Data networks enable communication between a plurality of users through networking, i.e., the connection of individual users among each other. Communication is the transmission of data between the users. The data to be transmitted are sent as data messages, i.e., the data are combined into a plurality of packets and are transmitted in this form to the corresponding receiver over the data network. Hence they are also referred to as data packets. The term data transmission as used in this document is completely synonymous with the aforementioned transmission of data messages or data packets. Networking per se is implemented, for example, in switchable high-performance data networks, particularly Ethernet, by inserting at least one coupling unit between two users, which is connected to both users. Each coupling unit may be connected to more than two users. If the user is integrated in a coupling unit, it is also possible that the coupling unit is only connected with another coupling unit or with another user, i.e., it may be a terminal. Each user is connected to at least one coupling unit but is not directly connected to another user. Users are, for example, computers, stored program controllers (SPCs) or other machines, which exchange electronic data with other machines and, in particular, process data of other machines. Transmission links between two coupling units, or between a coupling unit and a user, can be wire-bound or wireless. Wireless transmission of data may be effected, for example, by radio or infrared light. If the data network has only wireless transmission links it is called a wireless network, if it has both wireless and wire-bound transmission links, it is referred to as a heterogeneous network. In contrast to bus systems, in which each user can reach every other user of the data network directly via the data bus, switchable data networks only have point-to-point connections as transmission links. In other words, a user can only indirectly reach all the other users of the switchable data network by forwarding the data to be transmitted through one or more coupling units.
In distributed automation systems, e.g., in the field of drive engineering, specific data must reach and be processed by the intended users at specific times. One speaks of real-time critical data or data traffic because the failure of the data to arrive at the destination in time leads to undesirable consequences in the user. Successful real-time critical data traffic of the above-described type can be ensured in distributed automation systems according to IEC 61491, EN61491 SERCOS Interface—Brief Technical Description (http://www.sercos.de/deutsch/index_deutsch.htm).
It is likewise known in the related art to use a synchronously clocked communication system with equidistant characteristics in an automation system of this type. This is a system having at least two users that are interconnected via a data network for the purpose of mutually exchanging or transmitting data.
The data are exchanged cyclically in equidistant communication cycles, which are predetermined by the communication clock used by the system. Users are, for example, central automation devices, programming, configuration or control units, peripheral units, such as input/output modules, drives, actuators, sensors, stored program controllers (SPCs) or other control units, computers or machines that exchange electronic data with other machines and, in particular, process data of other machines. The term control units as used hereinafter means open loop or closed loop control units of any type. The data networks used are, for example, bus systems, e.g., field bus, Profibus, Ethernet, Industrial Ethernet, FireWire or PC-internal bus systems (PCI), etc.

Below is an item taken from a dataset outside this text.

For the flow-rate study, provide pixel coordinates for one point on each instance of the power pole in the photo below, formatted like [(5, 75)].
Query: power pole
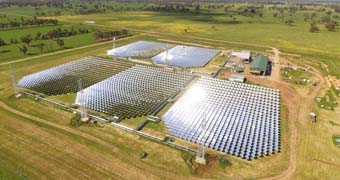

Today, automation components (e.g., controllers, drives, etc.) generally have an interface to a cyclically clocked communication system. One processing level of the automation component (fast cycle) (e.g., position control in a control system, torque control of a drive) is synchronized to the communication cycle. This determines the communication clock. Other low-performance algorithms (slow cycle) (e.g., temperature controls) of the automation component can also only communicate with other components (e.g., binary switches for fans, pumps, etc.) by this communication clock, although a slower cycle would be sufficient. The use of a single communication clock for transmitting all the information created in the system places high demands on the bandwidth of the transmission link.
For communication on every process or automation level, prior art system components use only a single communication system or cycle (fast cycle) and its clock to transmit all relevant information. Data that are required only in the slow cycle can be transmitted in stages, e.g. using additional protocols, to limit the demands on the bandwidth. This results in additional software complexity in the automation components. Furthermore, both the bus bandwidth and the minimum possible communication cycle in the entire system are determined by the low-performance component.